The AI Replication Engine: First Experiments and What's Next

The Institute for Replication has moved its AI Replication Engine from theoretical framework to operational testing. Previously introduced as an autonomous verification system, the project now demonstrates concrete results from initial benchmarking work.

Key Experimental Findings

The team evaluated three open-source language models on reproducing research from "Racial Flux and Voting Behavior," measuring performance against 16 published metrics including coefficients, R² values, sample sizes, and standard errors.

Results showed significant performance variation unrelated to model scale.

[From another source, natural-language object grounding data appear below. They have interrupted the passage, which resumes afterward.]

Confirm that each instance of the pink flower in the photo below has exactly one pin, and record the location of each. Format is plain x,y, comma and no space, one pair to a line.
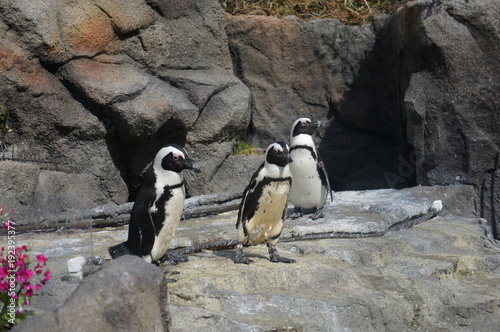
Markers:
41,259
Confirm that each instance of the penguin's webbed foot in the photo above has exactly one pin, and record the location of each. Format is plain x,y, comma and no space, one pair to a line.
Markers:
318,214
119,250
240,258
297,213
174,258
276,258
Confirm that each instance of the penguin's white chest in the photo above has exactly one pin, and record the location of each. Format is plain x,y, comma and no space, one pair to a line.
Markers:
173,214
307,190
267,222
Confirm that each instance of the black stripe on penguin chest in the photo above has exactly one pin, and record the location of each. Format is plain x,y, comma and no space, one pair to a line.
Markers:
263,194
160,215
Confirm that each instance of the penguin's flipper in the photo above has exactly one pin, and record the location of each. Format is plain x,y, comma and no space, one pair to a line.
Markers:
174,258
141,231
324,176
119,250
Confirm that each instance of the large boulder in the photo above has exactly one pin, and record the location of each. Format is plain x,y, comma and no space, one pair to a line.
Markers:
127,294
95,88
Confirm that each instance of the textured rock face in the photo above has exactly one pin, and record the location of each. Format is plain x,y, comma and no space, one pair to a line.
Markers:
452,99
127,295
410,99
330,72
95,88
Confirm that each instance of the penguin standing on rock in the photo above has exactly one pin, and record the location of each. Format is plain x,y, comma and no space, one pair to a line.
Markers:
158,207
263,206
310,182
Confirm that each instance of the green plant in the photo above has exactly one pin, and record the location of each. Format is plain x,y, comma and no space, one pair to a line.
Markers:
350,12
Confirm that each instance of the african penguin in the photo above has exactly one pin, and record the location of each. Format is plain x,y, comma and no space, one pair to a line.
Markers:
310,182
263,206
158,207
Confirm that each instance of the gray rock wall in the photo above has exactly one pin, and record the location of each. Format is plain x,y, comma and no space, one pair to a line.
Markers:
411,99
95,88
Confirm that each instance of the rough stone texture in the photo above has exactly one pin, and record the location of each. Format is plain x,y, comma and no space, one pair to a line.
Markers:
127,294
443,274
97,87
410,99
452,98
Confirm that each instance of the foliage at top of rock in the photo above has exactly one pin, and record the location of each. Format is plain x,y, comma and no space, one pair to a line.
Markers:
350,12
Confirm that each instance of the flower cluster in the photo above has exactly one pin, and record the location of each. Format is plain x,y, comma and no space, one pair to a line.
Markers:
17,280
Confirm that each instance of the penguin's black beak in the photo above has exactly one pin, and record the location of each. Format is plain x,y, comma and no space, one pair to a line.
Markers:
287,156
190,164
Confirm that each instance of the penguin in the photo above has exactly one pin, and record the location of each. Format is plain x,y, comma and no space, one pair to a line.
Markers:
157,210
310,181
264,204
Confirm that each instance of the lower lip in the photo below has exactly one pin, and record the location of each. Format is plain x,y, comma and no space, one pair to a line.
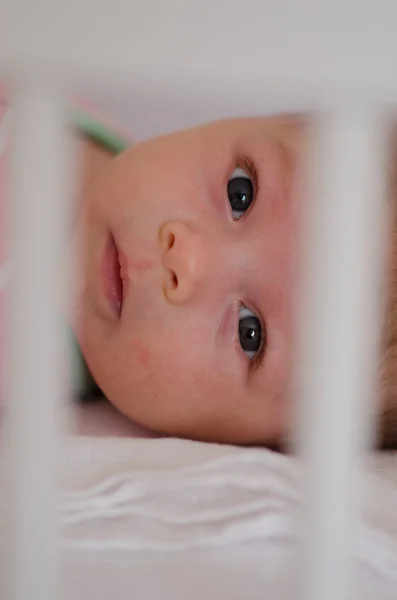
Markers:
113,283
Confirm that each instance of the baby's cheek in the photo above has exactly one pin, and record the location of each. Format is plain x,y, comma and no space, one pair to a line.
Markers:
142,353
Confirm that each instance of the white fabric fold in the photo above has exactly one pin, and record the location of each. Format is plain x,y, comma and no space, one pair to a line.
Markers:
171,494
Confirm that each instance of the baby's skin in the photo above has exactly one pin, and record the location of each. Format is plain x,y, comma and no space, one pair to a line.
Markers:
183,303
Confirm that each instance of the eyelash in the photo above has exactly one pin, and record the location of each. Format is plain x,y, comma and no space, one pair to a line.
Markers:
253,363
247,165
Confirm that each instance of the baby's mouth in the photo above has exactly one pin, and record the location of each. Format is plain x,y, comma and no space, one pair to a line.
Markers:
113,281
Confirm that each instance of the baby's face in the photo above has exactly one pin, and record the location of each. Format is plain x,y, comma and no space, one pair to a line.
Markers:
183,307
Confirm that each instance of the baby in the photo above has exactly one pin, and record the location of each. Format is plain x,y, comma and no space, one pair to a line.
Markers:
183,306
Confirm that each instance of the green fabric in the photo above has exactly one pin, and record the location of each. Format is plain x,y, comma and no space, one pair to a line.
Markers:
83,384
98,132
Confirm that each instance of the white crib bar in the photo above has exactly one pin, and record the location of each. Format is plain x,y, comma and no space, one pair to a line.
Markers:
36,380
339,337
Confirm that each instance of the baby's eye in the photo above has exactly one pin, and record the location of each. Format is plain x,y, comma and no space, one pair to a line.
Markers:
249,332
240,191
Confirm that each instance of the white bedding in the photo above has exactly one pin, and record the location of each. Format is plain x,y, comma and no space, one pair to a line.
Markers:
155,515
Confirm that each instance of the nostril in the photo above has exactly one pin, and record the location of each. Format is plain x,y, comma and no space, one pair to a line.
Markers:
171,240
174,280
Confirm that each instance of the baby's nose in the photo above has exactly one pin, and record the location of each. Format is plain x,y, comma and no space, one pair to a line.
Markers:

The smallest model (glm-4.7-flash at 8-bit quantization) achieved perfect accuracy—matching all 16 metrics—in approximately five minutes. Meanwhile, larger models underperformed substantially: qwen3-coder:30b exhausted its iteration limit after completing minimal comparisons, while qwen3-next:80b (80 billion parameters) failed completely, unable to resolve basic file system operations.

The Institute concluded that instruction-following precision and workflow management prove more critical than raw parameter count for replication tasks.

Funding and Future Directions

The project has submitted a SSHRC Insight Development Grant application requesting $95,000 across two years (August 2026–July 2028). Proposed activities include systematic evaluation using 250+ papers from the I4R Games dataset and approximately 430 World Bank policy research documents, multi-model comparison employing zero-shot, few-shot, and fine-tuning strategies, and open-source release of code, trained weights, and benchmark datasets.

Preliminary results are targeted for NeurIPS 2026 submission, with toolkit availability anticipated later in 2026. The Institute invites contributions of replication data, model testing participation, and collaborative evaluation opportunities.